= Australian Association of Mathematics Teachers =

The Australian Association of Mathematics Teachers (AAMT) is the main representative organisation of mathematics teachers in Australia. Membership is via affiliated state organisations. The AAMT conducts a number of activities including Reach for the stars, an activity for students, as well as submissions to government bodies and reports on issues relevant to mathematics teaching.

==Structure==
The AAMT is a federation of 8 affiliated associations of teachers of mathematics, one from each Australian State and Territory:

The AAMT is governed by a council made up of a representatives from each of these associations, as well as an elected President, Treasurer, and either a President Elect or an Immediate Past President.

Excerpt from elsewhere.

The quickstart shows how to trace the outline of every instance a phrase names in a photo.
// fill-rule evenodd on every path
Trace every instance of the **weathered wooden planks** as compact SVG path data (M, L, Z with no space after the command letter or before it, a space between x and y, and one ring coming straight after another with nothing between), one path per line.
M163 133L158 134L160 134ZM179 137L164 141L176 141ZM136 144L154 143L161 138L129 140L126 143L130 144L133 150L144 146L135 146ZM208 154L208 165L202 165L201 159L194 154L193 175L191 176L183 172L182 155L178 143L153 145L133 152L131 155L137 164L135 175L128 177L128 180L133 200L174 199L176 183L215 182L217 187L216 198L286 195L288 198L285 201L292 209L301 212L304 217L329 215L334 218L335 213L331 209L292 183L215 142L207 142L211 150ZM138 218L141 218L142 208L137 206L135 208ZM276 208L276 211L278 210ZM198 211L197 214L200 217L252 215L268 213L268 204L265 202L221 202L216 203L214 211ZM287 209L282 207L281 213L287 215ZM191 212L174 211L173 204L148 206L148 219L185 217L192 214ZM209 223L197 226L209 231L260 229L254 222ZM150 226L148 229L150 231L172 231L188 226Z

The day-to-day affairs of the association are managed by an office staff based primarily in Canberra, Australian Capital Territory.

==Membership==
AAMT does not direct membership; members join their local affiliated association and are then automatically a member of AAMT. AAMT has approximately 4000 individual and institutional members.

==Standards==
The AAMT publish Standards for Excellence in Teaching Mathematics in Australian Schools as a guide for the improvement and maintenance of teaching standards in mathematics in Australian schools.

==Journals==
The AAMT publishes three journals:
- Australian Primary Mathematics Classroom (APMC) - primary school mathematics education
- The Australian Mathematics Education Journal (AMEJ) - (Secondary school up to early tertiary level)
The AMEJ superseded AAMT's earlier publications in 2019. These were:
- The Australian Mathematics Teacher (AMT) - secondary school mathematics up to age 16
- Australian Senior Mathematics Journal (ASMJ) - senior secondary (Years 11 and 12) and early tertiary mathematics.